Abgeschmeckt

So natürlich, direkt, schlagfertig, so schnell im Kopf! Was Deutschlands populärster Fernsehkoch und Live-Show-Liebling in eine Gesprächsstunde packt, wird seinem Ruf gerecht: Tim Mälzer ist eine Rakete, die an beiden Enden zündet.



Abgeschmeckt

Text von Ro Raftl Fotos: Peter M. Mayr

Feuer! Er glaubt, es liege einfach an seinem Charakter, „zu brennen“.

Sagt: „Alles, was ich mache, mach ich viel. Ein Glas Wein am Abend trinken – kann ich nicht. Wenn Wein, dann sind es zwei Flaschen!“ Geht deshalb auch „wahnsinnig ungern essen“, weil das immer „in den Bereich Stopfen gerät“. Mit der Arbeit läuft es ebenso. „Macht ja auch echt Spaß! Hab von nix Ahnung, was ich tue, darf aber alles tun“, spielt Deutschlands populärster Fernsehkoch und Live-Show-Liebling mit mehr als zwei Millionen verkauften Kochbüchern lässig den Bescheidenen.

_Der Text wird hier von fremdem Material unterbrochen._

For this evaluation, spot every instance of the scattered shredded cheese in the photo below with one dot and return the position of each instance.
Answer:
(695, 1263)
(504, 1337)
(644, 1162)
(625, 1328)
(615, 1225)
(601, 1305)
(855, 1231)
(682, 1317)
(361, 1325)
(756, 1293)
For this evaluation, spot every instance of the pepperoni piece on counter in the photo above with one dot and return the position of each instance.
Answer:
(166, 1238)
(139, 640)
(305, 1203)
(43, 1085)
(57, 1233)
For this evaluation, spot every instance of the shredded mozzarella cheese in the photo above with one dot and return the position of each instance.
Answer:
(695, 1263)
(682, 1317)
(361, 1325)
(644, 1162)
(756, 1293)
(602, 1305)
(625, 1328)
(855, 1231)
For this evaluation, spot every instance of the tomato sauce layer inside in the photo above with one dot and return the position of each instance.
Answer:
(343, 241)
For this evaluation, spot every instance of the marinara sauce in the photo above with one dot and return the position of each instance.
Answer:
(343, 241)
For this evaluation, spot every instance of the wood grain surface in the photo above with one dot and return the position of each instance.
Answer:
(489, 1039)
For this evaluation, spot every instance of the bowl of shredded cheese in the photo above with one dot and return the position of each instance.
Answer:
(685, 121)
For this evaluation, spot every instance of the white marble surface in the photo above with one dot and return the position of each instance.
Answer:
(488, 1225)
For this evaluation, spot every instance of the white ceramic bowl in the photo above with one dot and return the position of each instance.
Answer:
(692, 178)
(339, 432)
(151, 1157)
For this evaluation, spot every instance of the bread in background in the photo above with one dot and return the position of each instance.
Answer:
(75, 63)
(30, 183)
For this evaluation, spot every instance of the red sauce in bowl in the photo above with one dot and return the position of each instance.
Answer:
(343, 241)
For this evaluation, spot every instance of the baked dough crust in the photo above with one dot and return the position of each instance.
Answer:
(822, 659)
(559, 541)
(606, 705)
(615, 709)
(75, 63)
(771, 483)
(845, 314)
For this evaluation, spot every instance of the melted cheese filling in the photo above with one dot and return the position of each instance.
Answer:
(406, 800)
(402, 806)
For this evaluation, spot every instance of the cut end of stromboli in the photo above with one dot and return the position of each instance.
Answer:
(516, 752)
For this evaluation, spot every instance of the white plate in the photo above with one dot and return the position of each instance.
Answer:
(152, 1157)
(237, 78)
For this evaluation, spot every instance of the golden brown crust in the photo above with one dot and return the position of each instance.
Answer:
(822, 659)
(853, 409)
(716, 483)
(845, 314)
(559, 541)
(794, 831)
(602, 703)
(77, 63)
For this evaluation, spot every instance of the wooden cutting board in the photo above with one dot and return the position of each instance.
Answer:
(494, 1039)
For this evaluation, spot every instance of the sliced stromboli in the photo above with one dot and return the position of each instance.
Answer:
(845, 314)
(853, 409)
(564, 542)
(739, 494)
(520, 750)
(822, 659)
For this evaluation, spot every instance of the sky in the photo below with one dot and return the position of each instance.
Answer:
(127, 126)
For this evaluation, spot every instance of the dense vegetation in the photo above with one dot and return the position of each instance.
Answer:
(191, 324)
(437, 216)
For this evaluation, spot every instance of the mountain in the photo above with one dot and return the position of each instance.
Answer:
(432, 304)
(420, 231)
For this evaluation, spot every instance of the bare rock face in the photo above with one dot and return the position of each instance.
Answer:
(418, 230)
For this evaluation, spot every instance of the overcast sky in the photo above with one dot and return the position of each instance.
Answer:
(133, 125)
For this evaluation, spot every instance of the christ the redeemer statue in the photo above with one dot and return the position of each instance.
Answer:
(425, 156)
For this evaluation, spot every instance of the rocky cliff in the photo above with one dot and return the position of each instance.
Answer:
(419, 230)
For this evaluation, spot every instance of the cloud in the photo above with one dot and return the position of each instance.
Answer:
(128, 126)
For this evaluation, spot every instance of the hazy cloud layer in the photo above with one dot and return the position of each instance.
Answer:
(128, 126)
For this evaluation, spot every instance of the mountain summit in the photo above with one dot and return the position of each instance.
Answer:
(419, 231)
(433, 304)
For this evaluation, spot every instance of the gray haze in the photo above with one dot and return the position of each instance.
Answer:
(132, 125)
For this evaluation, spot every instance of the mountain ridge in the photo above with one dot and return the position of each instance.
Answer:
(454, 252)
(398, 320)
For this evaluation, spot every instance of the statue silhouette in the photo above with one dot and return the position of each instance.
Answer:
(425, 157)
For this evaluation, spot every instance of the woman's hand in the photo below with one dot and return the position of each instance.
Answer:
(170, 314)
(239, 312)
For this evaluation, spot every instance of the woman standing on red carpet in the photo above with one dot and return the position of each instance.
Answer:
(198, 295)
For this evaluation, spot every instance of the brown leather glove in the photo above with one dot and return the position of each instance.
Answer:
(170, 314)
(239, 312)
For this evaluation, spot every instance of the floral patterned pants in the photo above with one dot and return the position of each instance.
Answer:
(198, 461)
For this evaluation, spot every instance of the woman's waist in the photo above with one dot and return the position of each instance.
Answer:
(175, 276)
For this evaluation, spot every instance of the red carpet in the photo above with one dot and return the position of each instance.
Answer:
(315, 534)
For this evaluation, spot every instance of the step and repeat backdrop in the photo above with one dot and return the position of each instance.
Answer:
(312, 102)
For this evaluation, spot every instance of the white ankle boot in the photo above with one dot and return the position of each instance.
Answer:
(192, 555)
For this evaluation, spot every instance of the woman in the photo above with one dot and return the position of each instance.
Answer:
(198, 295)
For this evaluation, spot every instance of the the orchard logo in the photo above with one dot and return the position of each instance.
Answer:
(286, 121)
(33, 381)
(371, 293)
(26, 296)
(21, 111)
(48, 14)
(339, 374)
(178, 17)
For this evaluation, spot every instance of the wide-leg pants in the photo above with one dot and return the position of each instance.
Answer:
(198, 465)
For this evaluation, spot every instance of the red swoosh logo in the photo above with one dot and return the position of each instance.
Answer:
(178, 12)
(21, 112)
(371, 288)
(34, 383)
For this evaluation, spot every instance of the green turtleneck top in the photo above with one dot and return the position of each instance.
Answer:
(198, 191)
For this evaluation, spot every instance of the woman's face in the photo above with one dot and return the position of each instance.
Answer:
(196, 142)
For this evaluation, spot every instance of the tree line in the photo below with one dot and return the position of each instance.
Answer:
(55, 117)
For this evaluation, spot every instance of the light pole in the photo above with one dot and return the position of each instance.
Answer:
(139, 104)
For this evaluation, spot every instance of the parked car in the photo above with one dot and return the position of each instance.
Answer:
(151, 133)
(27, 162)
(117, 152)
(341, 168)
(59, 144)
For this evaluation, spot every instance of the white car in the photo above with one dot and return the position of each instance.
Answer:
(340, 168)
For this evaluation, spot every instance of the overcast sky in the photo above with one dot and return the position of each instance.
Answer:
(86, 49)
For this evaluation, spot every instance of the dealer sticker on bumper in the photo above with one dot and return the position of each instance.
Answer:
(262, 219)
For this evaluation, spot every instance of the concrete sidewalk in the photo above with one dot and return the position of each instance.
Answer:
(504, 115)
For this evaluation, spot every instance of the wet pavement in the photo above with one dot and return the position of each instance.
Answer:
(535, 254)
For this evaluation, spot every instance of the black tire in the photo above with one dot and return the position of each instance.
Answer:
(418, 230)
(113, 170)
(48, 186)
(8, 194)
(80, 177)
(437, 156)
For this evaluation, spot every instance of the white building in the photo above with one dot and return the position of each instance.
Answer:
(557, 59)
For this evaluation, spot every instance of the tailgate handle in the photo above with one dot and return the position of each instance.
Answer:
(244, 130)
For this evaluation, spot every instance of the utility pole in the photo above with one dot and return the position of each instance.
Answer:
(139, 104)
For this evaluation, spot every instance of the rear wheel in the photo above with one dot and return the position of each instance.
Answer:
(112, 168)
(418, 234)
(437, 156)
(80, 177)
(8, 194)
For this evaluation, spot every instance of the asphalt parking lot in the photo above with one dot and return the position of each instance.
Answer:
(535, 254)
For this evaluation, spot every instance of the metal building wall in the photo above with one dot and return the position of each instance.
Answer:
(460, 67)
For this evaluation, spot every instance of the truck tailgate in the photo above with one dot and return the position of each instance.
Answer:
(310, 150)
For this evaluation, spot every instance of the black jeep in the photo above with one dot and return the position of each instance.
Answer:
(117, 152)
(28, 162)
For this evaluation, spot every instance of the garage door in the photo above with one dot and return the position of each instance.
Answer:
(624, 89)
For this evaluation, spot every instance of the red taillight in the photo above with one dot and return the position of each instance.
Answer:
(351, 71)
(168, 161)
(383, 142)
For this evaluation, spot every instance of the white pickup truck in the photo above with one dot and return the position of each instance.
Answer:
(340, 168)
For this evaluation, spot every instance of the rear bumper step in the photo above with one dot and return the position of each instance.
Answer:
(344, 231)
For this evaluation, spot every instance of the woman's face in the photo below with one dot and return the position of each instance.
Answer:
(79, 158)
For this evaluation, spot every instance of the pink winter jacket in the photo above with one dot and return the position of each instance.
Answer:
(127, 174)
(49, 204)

So natürlich, so schlagfertig, so schnell im Kopf wie Tim Mälzer daherkommt, mutet’s fast kokett an, wenn er sich zum großen Kind erklärt, das naiv mit blauen Augen durch die Welt läuft. 40 ist er jetzt, und: „Meine Projekte haben schon eine große Einschlaghöhe, und ich laufe immer Gefahr, meine Grenzen anzukratzen.“ Aber: „Ich hab’ mir selten die Finger verbrannt.

Negative Erfahrungen gehören natürlich dazu.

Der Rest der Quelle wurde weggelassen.